Was harmlos klingt, erfordert viel Geschick: Anlässlich des 40-jährigen Jubiläums des Vereins Scherenschnitt Schweiz fand im Hotel Alpenland in Lauenen ein kostenloser Workshop statt, bei dem sich zeigte, dass diese traditionelle Kunst alles andere als einfach ist. Ein Erlebnisbericht.
PAULA H. MITTAG
Es ist 14 Uhr und im Hotel Alpenland in Lauenen herrscht für diese Uhrzeit viel Betrieb. Doch warum? Der Grund ist das 40-Jahr-Jubiläum des Vereins Scherenschnitt Schweiz (siehe Kasten). Zu Ehren dieses Anlasses wurde ein kostenloser Scherenschnittworkshop veranstaltet.
Im hinteren Teil des Restaurants entdecke ich einen Tisch voller Bastelmaterialien. Überall liegen Scheren, Vorlagen sowie schwarz-weisses Papier. Als ich mich dazusetze, sind bereits einige Teilnehmende anwesend und unterhalten sich angeregt. Punkt 14 Uhr beginnt die waadtländische Workshopleiterin Doris Henchoz aus L’Etivaz mit dem Kurs. Alle sitzen mit ihren Scheren bereit auf ihren Plätzen und starren gebannt auf die Leiterin, welche die Grundsätze des Scherenschnitts erklärt, wie beispielsweise: Die Schere bewegt sich seltenst, denn man versucht, das Papier in die Schnittrichtung zu drehen. Trotz einer Sprachbarriere versuchen wir, uns mit Zeichensprache und sehr viel Einfallsreichtum zu verständigen – und glücklicherweise wird mir auch etwas auf Deutsch weitergeholfen.
Der Prozess zur Kuh
Wir starten mit einigen Schneideübungen, denn um die hohe Kunst des Scherenschnitts zu erlernen, muss man zunächst grundlegende Techniken beherrschen, etwa das Ausschneiden von Kreisen oder Kreuzen. Es folgen zahlreiche technische Erklärungen, zum Beispiel, dass man beim Ausschneiden eines Kreises den Finger hinter das Papier legen und mit der Schere vorsichtig durchstechen soll. Talentiert wie ich bin, steche ich mir dabei natürlich etwa fünfmal in den Finger, was bei mir eine gewisse Angst auslöst, es nochmals zu tun.
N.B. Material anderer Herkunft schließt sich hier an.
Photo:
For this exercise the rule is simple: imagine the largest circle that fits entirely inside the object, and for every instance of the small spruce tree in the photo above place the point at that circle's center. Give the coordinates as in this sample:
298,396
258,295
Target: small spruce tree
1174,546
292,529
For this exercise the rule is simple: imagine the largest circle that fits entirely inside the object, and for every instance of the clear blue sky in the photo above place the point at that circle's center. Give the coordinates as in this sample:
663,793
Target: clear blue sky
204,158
Nach diesem kleinen Zwischenfall geht es endlich richtig los. Alle dürfen sich ein Muster aussuchen, von einfach bis anspruchsvoll, von Blumen bis hin zu Kühen. Ganz traditionell entscheide ich mich für die Kuh. Zunächst wählt man ein vorgezeichnetes Muster aus und schneidet die vorgesehenen Lücken aus, ohne das Papier komplett zu durchtrennen. Durch meine Tollpatschigkeit scheitere ich daran kläglich und setze gleich zu Beginn einen grossen Schnitt durch die Glocke der Kuh. Doch langsam, aber sicher nimmt die Kuh im schwarzen Papier Form an. Zum Vergleich: Für meine Kuh benötige ich rund eine Stunde – ich möchte mir gar nicht vorstellen, wie aufwendig ein grosses, komplexes Scherenschnittbild sein muss. Nach einer kleinen Klebeaktion mit Schaschlikspiessen und weiteren schmerzhaften Begegnungen zwischen Finger und Schere ist meine Scherenschnittkarte schliesslich fertig. Stolz fahre ich mit meinem fertigen Kunstwerk nach Hause.
40-JÄHRIGES JUBILÄUM
Im Jahr 2026 feiert der Verein Scherenschnitt Schweiz sein 40-jähriges Bestehen. Aus diesem Anlass präsentiert der Verein, nach grossen Erfolg der letzten Ausstellung des britischen Künstlers David Montalto, ab dem 30. November rund 100 Werke im Museum des Pays-d’Enhaut und Schweizer Scherenschnitt-Zentrum in Château-d’Oex (Siehe Pressemitteilung).